First, it would be extremely helpful to reform the taxation of companies, to promote investment. In an interesting discussion of this issue, Andrew Smithers of Smithers & Co argues that a radical reform of corporation tax, to end interest deductibility, offset by a lower rate of tax, would reduce indebtedness and lower the pre-tax return needed to achieve a given post-tax return on equity. The result should be a bigger capital stock. Such a measure could be combined with higher deductibility of investment, which would be helpful to manufacturing.
A second issue is the promotion of net exports. The biggest part of the necessary change in incentives has come from the sharp decline in sterling.
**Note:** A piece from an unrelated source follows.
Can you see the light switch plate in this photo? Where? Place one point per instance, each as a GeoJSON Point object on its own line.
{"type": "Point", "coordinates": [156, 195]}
The trade-weighted real exchange rate, on the JPMorgan measure, is 10 per cent below the average of the "oil years" between 1980 and 2007. Given the weakness in the production of tradeable goods and the damage to financial services, it may have to fall still further.
Third, more attention needs to be paid to the long-term health of manufacturing, which still generates half of all export earnings. A recent report from Policy Exchange, by my former colleague, John Willman, notes that the UK is still the world's sixth-largest manufacturer, with output similar in size to that of Italy and a little bigger than France. It argues, persuasively, that attempts to recreate a national manufacturing sector are senseless. Similarly, policies aimed at picking winners will surely fail. But some action is possible. Particularly important will be stronger links between industry and universities.
Finally, we have the question of how to tighten the fiscal position. I would have no problem with Conservative opposition to higher employers' national insurance contributions, if they had not suggested that greater efficiency alone might replace it. With a need to tighten fiscal policy by at least £100bn (7 per cent of GDP), the UK must implement all the efficiency savings it can imagine, plus real-terms cuts to public sector pay bills and services, plus tax increases. The parties are determined not to discuss these realities. If politicians treat voters like children, the voters will throw tantrums when cuts come.
The Tories are saying some of the right things, notably over the need for a new economic model, based on higher investment and savings. But none of this is fleshed out in detail. Voters should evaluate the economic programmes of the parties against the following criteria: do they promise a credible fiscal tightening, while supporting rebalancing of the economy and higher longer-term growth of supply? That is the huge challenge ahead. None of the parties has a convincing plan.